The first timer with no prior property gains also has to fork out a 25% down payment, and with median EC prices hitting more than $1700 psf or $1.4m for the unit, coupled with existing MSR limits, means that the average first timer has to fork out around $400k in down payment (and another $30k or so for stamp duties). This is a tough endeavour for the first timer whose combined income has been less than $16,000 per month.
Why the measures?
In short, EC prices have been rising. Rules have already tightened around HDB BTOs and the rising EC prices of late have justified these measures.
Many home buyers who have liquidity are buying a new EC in spite of the loan restrictions as this is a cost-effective route to achieving condo ownership.
Now, potential new buyers may have some reprieve as the latest changes to the EC scheme
Minister for National Development Chee Hong Tat said the changes to the EC scheme will further support first-time home buyers and focus ECs on meeting occupation needs for homeowners.
He noted that the proportion of first-time EC buyers has decreased, relative to second-timers who have larger housing budgets from the sale proceeds of their first home.
In 2020, about half of EC buyers were first-timers. This dropped to between 30% and 40% in 2024 and 2025.

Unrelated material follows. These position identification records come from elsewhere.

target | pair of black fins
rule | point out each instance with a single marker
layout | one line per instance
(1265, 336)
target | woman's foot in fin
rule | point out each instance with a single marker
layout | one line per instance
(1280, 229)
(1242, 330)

Mr Chee also said that he also hopes this will result in developers reducing their bids and the prices for their ECs.
Reactions from the ground
Obviously people love ECs due to the value it provides coupled with a relatively reasonable MOP of 5 years, which is the same as a HDB BTO. A MOP of 5 years is fine for families looking for a home and not for investment. In fact, a MOP of 10 years is also somewhat reasonable as a home, however many families have been conditioned to be able to flip and sell their property after 5 years and an additional 5 years holding period may come across as limiting their moves, whether due to necessity and requirements or purely out of profit.
First-Time Buyers are generally welcoming the increased quota (90%) for them, viewing it as a better chance to secure a unit as second-time buyers have to now wait longer. Obviously the second time buyers are less pleased, as it is much harder for them to purchase an EC now, due to the lowered quota and the removal of the DPS which also limits the affordability.
Perhaps also surprisingly to some, there is still no increase to the income ceiling from the existing $16,000 which has been in place since 2019. Before this, the income ceiling was refreshed every 5 or so years.
Discussions often highlight that while ECs are meant for middle-income families, prices have risen too fast, making them too expensive as a public housing. The 30% Mortgage Servicing Ratio (MSR) restriction combined with high prices means a high cash outlay for many.
Developers will also likely be much more careful about their future bids which would mean that income from EC land sales for the government will also decline.
Closing statements
Taking reference from HDB Prime BTO flats, the new flats were not getting cheaper as priced with additional subsidies.
No one expects a sharp fall in new EC prices. The likely result is a stemming of the price appreciation rather than causing a price decline.
These new measures will apply to government land sale sites with tender closing dates from 8 May 2026. As ECs can only be launched 15 months after the land sale date, this means that we will only see ECs sales affected by this measure after August 2027. In the mean time, projects who are pending launches will probably see elevated prices and robust sales.
This seems like a gentle measure, which is a trademark of the Singapore government when it comes to property prices. Our take, from a longer term policy standpoint, is that we think the EC policy should be completely removed — why should the government subsidise private housing by putting on public restrictions?